Data information: In (D–F), values are normalized to shCtrl (n = 3 independent experiments with three technical replicates each). Data are mean ± s.d. *P < 0.05; **P < 0.01; ****P < 0.0001; by Student's t‐test corrected for multiple testing. Source data are available online for this figure.

Figure 6. OTUD6B associates with MYC activity, MGUS to MM transition and poor outcome in MM patients

1. A

   Correlation between MYC and OTUD6B expression in MM patient samples at diagnosis. mRNA expression in primary CD138⁺ MM cells was quantified by real‐time qPCR (n = 89 patients). Data are fit by linear regression (black line); Pearson r, Pearson correlation coefficient; P < 0.0001; by linear regression and Pearson correlation.

2. B

   GSEAs showing an enrichment of MYC target genes in MM patients with high OTUD6B expression in two independent data sets (Left: GSE24080; Right CoMMpass‐cohort – dbGaP accession: phs000748.v4.p3).

3. C, D

   Kaplan–Meier survival curves of MM patients with high or low OTUD6B expression. Patients from the upper and lower quartiles of the two cohorts comprising the GSE24080 dataset (n = 176 for TT2 and n = 108 for TT3) (C) and the CoMMpass cohort (n = 385) (D) described in (B) were taken for analysis. P values calculated by Log‐rank test.

4. E

   Data from Zhan et al (2007) reanalyzed to show expression levels of OTUD6B in normal bone marrow (BM; n = 22), monoclonal gammopathy of undetermined significance (MGUS; n = 44) and multiple myeloma (MM; n = 12). Box‐and‐whisker plots show the upper and lower quartiles (25–75%) with a line at the median, whiskers extend from the 10^th to the n percentile, and dots correspond to minimal and maximal values.

5. F

   Kaplan–Meier curves for EFS of bortezomib treated MM patients with high or low OTUD6B expression. Patients classified as bortezomib responders (R) in the GSE9782 dataset were grouped according to their OTUD6B expression (highest and lowest 30%; n = 53) and analyzed for event free survival. P values calculated by Log‐rank test.

6. G, H

   Proliferation analysis of (G) LP‐1‐Cas9 and (H) MM1.S‐Cas9 cells infected with indicated sgRNAs cultured without or with a sub‐lethal dose of bortezomib (LP1: 7 nM; MM1.S: 12.5 nM) or carfilzomib (for MM1.S only.

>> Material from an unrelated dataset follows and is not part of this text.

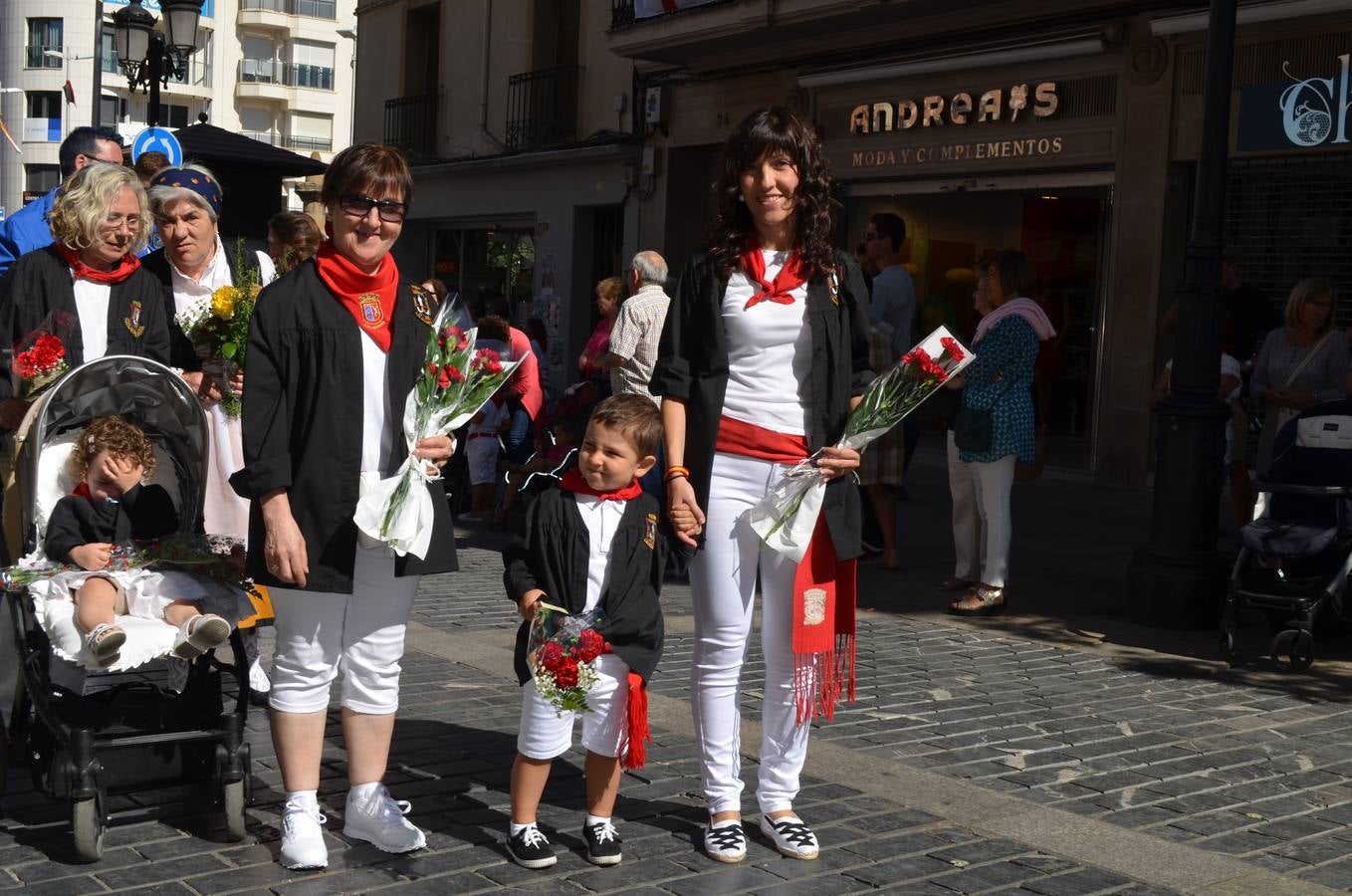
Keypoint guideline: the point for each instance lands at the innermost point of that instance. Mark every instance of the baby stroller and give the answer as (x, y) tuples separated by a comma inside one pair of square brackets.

Sub‐lethal dose of 5 nM). The ratio of sgRNA expressing (GFP⁺) cells to uninfected cells was measured by flow cytometry at the indicated time points after infection. Results are normalized to GFP⁺ cells at day 4 (n = 3 independent experiments). Values represent mean ± s.d.

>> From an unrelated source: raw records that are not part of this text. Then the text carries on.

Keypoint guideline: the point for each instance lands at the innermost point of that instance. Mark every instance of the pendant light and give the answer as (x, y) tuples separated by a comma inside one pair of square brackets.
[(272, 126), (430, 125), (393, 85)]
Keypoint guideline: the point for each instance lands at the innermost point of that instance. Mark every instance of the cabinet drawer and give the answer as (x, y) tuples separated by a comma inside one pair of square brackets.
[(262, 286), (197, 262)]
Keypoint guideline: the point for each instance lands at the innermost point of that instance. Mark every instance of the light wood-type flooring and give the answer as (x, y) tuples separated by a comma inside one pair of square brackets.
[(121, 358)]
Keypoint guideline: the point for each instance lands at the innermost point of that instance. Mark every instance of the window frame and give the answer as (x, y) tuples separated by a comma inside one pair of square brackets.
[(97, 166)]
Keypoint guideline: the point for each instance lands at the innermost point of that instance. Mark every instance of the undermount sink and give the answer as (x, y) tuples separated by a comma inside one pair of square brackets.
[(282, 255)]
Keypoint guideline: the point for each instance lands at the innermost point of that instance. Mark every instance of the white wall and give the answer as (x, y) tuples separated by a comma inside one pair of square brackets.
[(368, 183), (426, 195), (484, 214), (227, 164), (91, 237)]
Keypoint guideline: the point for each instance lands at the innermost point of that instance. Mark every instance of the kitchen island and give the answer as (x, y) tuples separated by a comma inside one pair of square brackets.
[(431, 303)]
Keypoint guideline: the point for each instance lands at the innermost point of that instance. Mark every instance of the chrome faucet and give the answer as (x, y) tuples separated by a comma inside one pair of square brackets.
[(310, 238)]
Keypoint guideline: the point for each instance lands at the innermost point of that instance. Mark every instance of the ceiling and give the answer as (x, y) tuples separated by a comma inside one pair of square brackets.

Data information: *P < 0.05; **P < 0.01; ****P < 0.0001; by Student's t‐test, (H) corrected for multiple testing. Source data are available online for this figure.

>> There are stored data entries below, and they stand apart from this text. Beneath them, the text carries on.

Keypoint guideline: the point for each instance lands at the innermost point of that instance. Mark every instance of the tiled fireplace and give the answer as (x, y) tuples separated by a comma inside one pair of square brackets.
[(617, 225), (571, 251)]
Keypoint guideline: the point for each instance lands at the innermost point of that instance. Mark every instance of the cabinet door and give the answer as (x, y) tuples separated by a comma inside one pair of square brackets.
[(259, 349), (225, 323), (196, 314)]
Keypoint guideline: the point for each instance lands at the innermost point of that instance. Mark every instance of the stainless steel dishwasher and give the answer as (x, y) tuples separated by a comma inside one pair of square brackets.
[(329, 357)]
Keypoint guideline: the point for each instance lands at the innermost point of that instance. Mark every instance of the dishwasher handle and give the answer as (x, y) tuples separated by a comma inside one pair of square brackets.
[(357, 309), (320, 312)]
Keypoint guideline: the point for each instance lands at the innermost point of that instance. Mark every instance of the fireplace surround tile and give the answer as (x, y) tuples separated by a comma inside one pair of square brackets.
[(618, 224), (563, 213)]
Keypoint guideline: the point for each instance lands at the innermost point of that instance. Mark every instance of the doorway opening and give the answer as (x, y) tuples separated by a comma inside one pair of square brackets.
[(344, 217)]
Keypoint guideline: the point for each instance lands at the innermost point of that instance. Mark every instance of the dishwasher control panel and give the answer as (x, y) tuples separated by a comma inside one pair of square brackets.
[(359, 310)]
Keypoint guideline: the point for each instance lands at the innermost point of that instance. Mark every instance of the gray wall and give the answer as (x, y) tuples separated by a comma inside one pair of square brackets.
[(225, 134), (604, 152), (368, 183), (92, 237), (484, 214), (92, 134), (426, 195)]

Figure EV5. OTUD6B levels do not correlate with a specific cytogenetic abnormality in MM patients

Correlation between clinically predictive cytogenetic abnormalities and OTUD6B mRNA expression in MM patient samples at diagnosis. mRNA expression in primary CD138⁺ MM cells was quantified by real‐time qPCR (n = 89 patients from Fig 6A) and correlated with routinely assessed cytogentic profiles. Box‐and‐whisker plots show the upper and lower quartiles (25–75%) with a line at the median, whiskers extend from the 10^th to the 90^th percentile, and dots correspond values outside the 10^th and 90^th percentile. Source data are available online for this figure.